I’m careful to avoid the snobbery of some people, who if you don’t do single stick, double stick, wrestling, spear, knife, double knife, bow and arrow, empty-hands, rope, nunchaku, staff, etc., then you aren’t a “real” Filipino martial artist and your art is somehow lacking.


4 Responses to “Styles in the FMA”

  1. True enough,

    My old man was a Korean war vet and my first (and best) stick fighting teacher. He taught me to use a stick/ crow bar/ baseball bat/ etc. Like an M-1 with a bayonet on it. His advice to me was simple: be first, hit hard, and keep moving forward until the other guy is down and out. Different styles are fun to explore but at the end of the day, in my mind, it is important to use what you have to its greatest effect. That is, play your strengths. Look at Glenn Doyle, he uses a big stick but gets inside to do his work and it is pretty damn effective. The other side of that coin is that if your only tool is a hammer, eventually everything starts to look like a nail. I enjoy learning new things and always bring an inquisitive mind to opportunities to learn from someone new. We all have our own “style” and if we can make it work in the real world when it counts, then its a good one, but that doesn’t mean its the be all end all of the game either. I would never discount anyone because they don’t cover everything in one neat little package and anyone who says they can/ do is probably trying to sell you something.

  2. Tommy,

    Your dad is an example of my point. Someone could say, “Look at that old guy –he doesn’t do disarms, hubud-lubud, knife, wrestling, kicks, double stick, etc. That guy doesn’t know jack crap.”

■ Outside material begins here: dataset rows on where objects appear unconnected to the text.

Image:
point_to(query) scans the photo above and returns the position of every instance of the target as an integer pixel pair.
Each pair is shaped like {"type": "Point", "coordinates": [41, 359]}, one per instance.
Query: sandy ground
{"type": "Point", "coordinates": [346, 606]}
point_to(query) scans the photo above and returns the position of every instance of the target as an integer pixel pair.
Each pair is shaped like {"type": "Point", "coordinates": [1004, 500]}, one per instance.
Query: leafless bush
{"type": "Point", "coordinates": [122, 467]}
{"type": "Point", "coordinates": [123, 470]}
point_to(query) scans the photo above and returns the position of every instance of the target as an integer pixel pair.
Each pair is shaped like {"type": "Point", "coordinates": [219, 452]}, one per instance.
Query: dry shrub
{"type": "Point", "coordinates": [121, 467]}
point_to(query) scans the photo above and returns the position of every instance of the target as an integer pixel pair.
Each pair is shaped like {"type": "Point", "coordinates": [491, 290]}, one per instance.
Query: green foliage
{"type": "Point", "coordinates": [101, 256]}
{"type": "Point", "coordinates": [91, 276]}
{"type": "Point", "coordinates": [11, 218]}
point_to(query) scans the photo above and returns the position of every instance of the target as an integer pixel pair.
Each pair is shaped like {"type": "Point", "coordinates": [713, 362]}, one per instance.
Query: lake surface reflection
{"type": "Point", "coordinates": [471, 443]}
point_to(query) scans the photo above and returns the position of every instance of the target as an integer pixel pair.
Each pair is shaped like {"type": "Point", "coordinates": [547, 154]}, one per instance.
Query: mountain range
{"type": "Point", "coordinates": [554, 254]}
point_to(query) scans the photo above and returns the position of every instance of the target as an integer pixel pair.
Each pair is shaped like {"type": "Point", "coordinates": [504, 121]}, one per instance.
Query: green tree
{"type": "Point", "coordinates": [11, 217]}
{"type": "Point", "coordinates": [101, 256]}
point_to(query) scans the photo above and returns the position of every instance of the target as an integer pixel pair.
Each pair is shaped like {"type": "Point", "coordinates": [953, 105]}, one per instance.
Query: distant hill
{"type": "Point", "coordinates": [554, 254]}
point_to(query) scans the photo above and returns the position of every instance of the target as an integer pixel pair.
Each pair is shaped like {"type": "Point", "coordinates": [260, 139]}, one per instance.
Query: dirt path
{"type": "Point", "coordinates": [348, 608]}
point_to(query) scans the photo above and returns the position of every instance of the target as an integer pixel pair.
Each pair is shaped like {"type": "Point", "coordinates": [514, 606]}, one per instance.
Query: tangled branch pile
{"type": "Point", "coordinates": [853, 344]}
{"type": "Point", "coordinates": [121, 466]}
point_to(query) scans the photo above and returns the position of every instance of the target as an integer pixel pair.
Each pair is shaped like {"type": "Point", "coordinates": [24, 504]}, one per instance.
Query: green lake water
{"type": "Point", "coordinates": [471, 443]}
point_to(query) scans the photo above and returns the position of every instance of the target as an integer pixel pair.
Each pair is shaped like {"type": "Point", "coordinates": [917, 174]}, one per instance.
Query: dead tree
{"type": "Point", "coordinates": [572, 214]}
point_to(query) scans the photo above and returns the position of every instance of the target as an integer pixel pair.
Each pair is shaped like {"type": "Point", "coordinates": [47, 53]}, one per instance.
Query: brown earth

    I would counter, not so fast. Don’t be so quick to dismiss someone’s simple style as inefficient.

    I would begin from a point of respect for your dad’s service and experience. I don’t care how many seminars I’ve attended or “advanced” techniques I might have, I would ask the vet if he would teach me what he knows.

  3. Darrin,

    Thanks for the kind words. I’m sure that there was much he (Dad) did not know but he was comfortable with what he did and confident in his ability to use it if push came to shove. I have spoken of his simple yet effective style in the past and what has repeatedly amazed me is how often some would dismiss his experience because it wasn’t formalized or the lineage was lacking. I think it was Leonardo DaVinci who said something to the effect that simplicity is the ultimate form of sophistication. Perhaps along the lines of Occam’s Razor. Anyways, I have certainly learned more over the years but that foundation has always stuck with me. My dad never really talked too much about his experiences but he obviously had seen his fair share of what did and did not work when men are really interested in killing one another. Anyways, I appreciate your perspective-which mirrors my own quite a bit.

  4. Oh, and I’m pretty sure that if he were still alive today he would be happy to take on all comers in a “friendly” pugil stick match.;).